Workshop tales, trials and disasters.
Maintenance tips, techniques and myths.
Technical discussion, description and outright lies
13 posts • Page 1 of 1
I am playing around with the idea of purchasing a Sinner Mango (see this thread about living with a Velomobile) and one of the issues with this is trying to get a Sinner Mango setup to do as much as possible for me, i.e., be a commuter and be a tourer. There has been some discussion about gearing in the Recumbent forum here and elsewhere and it has lead me to the possibility of a Alfine 11 speed hub combined with a 34t Schlumpf High Speed Drive.
I am guessing that there are a few members who have a clue about gearing, gear inches, Alfine hubs etc who may not hangout in the recumbent forum hence this post here flagging the discussion over there. If you have some ideas on what is being proposed, maybe other ideas etc please do drop over to the thread. I have posted a couple of gear inches calculations which hopefully help with the discussion.
Sorry I for thread hijack but I am surprised more commuter/hybrid/recreational bikes don't come with Alfine or similar hub gears. I would think they are a much better system than derailleurs which go out of adjustment, stretch/break cavles and are sensitive to knocks/crashes.
I remembered your chasing gearing when I saw this:
I have always found this gear step comparison table very enlightening. On that basis I really do not much care for the Alfine 8 (the Alfine shown here is the 8 ), not sure whether the 11 is any better.

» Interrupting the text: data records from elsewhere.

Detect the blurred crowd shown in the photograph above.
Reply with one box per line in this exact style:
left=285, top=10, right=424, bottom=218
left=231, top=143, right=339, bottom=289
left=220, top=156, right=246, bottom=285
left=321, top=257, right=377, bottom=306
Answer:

 Ah, here is the gear step diagram for the Alfine 11. It looks much better than the 8.
Personally with a regular touring bike I find the Rohloff great. It has a range similar to the MTB gearing I used to have (just a little narrower than the 9 sp, I lose a top gear but that is no bother). I would expect that a velomobile would need a wider range still ie. very low for sustained climbs and a quite high gear for long fast flat riding. On that basis I would love a Rohloff-equipped Mango, but think that would demand something like a Schlumpf to extend the range. From your gear table - 18" to 183" certainly gives a huge range.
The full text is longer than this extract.